Drug Analysis Prints on MHRA site

References

R. Heller and H. Gur (2011). False discovery rate controlling procedures for discrete tests. arXiv pre-print. arXiv:1112.4627v2


Disorder Detection data

Description

For earlier recognition of diseases, multiple variations of the human base sequence get studied. The so-called coverage of each base is calculated to detect duplicates, deletions and insertions in the base sequence. To find these variations a hypothesis-test gets performed for each base in the tested area. The null-hypothesis being that the coverage of the base is as expected under the null-hypothesis (expected coverage C_b can be calculated using a given formula, following a Poisson distribution). If the observed coverage is exceptionally high or low the null-hypothesis gets rejected. For each type of variation there is a different formula to calculate the expected coverages. The expected coverages in this data set were calculated using the formula for a local test without GC-correction.

Usage

data("disorderdetection")

Format

A ⁠data frame⁠ with 315 rows representing a base sequence with the following 2 columns:

observed

Observed coverage of each base

expected

Expected coverage of each base

Details

The data was collected from the "Goodness-of-fit tests for disorder detection in NGS experiments" published by the Biometrical Journal , by Jiménez-Otero, de Uña-Álvarez and Pardo-Fernández. See references for more details.

References

Jiménez-Otero N, de Uña-Álvarez J, Pardo-Fernández JC (2019). Goodness-of-fit tests for disorder detection in NGS experiments. Biometrical Journal, 61(2), pp. 424-441. doi:10.1002/bimj.201700284.


The Federalist Papers word count data

Description

Author assignments and counts of the 1,500 most common words from "The Federalist" articles.

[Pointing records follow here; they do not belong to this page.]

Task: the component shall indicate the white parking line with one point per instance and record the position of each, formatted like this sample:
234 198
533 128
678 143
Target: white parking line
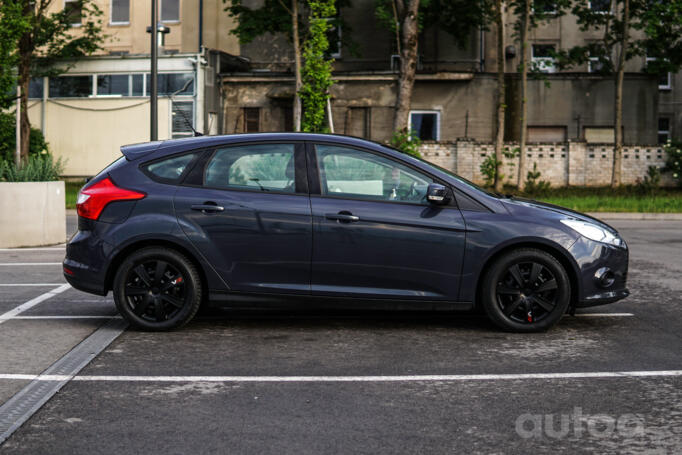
63 317
411 378
7 264
33 302
47 248
604 315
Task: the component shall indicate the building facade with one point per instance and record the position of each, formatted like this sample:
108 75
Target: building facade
102 102
454 94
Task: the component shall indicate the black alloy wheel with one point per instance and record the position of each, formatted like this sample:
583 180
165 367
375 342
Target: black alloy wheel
157 289
527 290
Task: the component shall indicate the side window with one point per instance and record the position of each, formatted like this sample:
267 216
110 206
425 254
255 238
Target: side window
171 168
269 167
356 174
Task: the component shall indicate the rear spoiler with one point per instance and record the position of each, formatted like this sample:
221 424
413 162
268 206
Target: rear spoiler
135 151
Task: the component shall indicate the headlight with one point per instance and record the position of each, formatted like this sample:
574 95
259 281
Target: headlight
594 232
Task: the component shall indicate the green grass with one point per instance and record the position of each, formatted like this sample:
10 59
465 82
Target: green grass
72 189
583 199
607 199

"The Federalist Papers" are a set of 85 articles written under the pseudonym "Publius" to promote the ratification of the US constitution by Alexander Hamilton, James Madison and John Jay in 1787 and 1788. There are multiple sources which attribute the articles to their real authors. We use the attributions by the Project Gutenberg and the correction by the authors of the syllogi package. This task has been a popular problem in natural language processing. One of the most prominent examples is the work by Mosteller and Wallace (1964) who used the word frequencies to attribute the disputed articles to their authors.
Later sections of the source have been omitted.